A quanto pare negli USA, il presidente Biden, presidente uscente, sconfitto e rinnegato dal proprio stesso entourage come inadatto a proseguire nel ruolo di comando, ha dato il permesso all’Ucraina di utilizzare i propri missili a lungo raggio (300 km) ATACAMS per colpire obiettivi nel territorio russo.

A ruota la posizione americana è stata seguita dalla Francia, che consentirà l’utilizzo in profondità degli SCALP, e dal Regno Unito, che consentirà l’uso degli STORM SHADOW.

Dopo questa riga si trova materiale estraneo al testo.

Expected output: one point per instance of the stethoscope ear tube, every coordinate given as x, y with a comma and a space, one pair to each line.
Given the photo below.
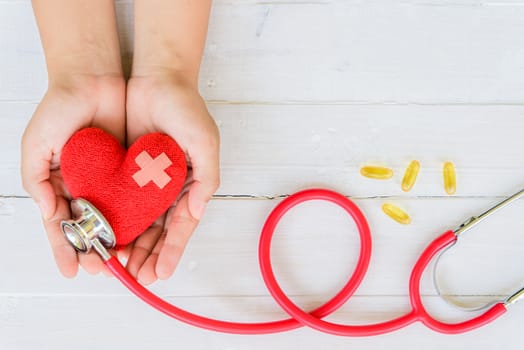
91, 230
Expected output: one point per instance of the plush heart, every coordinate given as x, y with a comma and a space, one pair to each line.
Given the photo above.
130, 188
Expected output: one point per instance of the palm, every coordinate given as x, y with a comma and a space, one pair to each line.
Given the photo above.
60, 114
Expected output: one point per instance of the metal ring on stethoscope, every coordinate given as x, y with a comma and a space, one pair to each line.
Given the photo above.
89, 229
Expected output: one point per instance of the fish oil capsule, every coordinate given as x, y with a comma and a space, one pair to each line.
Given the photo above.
450, 178
396, 213
410, 176
376, 172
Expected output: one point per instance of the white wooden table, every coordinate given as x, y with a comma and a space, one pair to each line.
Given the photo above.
304, 93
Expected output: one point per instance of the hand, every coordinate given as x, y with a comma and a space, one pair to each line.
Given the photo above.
80, 102
164, 104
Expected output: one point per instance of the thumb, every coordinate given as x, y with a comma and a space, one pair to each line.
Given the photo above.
36, 178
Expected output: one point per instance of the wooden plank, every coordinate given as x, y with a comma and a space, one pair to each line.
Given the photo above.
270, 150
312, 240
351, 52
87, 322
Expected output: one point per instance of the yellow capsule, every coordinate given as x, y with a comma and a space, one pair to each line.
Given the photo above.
396, 213
410, 176
450, 178
376, 172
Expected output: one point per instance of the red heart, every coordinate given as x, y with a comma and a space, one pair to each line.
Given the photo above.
130, 188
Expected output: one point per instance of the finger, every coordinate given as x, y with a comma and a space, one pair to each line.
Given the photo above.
147, 273
206, 179
36, 163
64, 254
142, 248
180, 224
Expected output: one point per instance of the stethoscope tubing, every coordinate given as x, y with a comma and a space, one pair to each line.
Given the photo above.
314, 318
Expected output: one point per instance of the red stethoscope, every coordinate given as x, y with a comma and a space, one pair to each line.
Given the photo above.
91, 230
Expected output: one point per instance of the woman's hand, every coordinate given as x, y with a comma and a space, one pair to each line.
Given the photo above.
163, 103
68, 106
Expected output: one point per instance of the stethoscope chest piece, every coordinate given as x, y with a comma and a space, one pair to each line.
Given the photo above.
88, 228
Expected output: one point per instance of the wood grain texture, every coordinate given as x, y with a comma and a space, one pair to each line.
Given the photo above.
304, 93
329, 51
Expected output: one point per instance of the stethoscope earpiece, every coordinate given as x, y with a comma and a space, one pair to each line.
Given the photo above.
88, 229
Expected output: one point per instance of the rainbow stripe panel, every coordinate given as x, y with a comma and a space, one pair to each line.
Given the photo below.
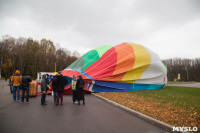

Dal primo giorno del conflitto russo-ucraino o “operazione speciale” che dir si voglia è stato chiaro a tutti coloro che non fossero in malafede che una sconfitta militare della Russia da parte dell’Ucraina + NATO non fosse concepibile se non in forma di Terza Guerra Mondiale. Nessuno poteva pensare neppure per un minuto che se la Russia si fosse trovata in grave difficoltà sul campo di battaglia in una guerra convenzionale avrebbe semplicemente accettato una sconfitta strategica sul proprio territorio. L’unica possibilità di una sconfitta della Russia che non passasse attraverso un olocausto nucleare era un collasso dell’economia a causa delle sanzioni, ma una volta che quella strada si è dimostrata impercorribile, la strada della sopraffazione militare era ovviamente preclusa. Un impero dell’estensione di quello russo non può mantenere un controllo centrale capillare su tutti i suoi territori.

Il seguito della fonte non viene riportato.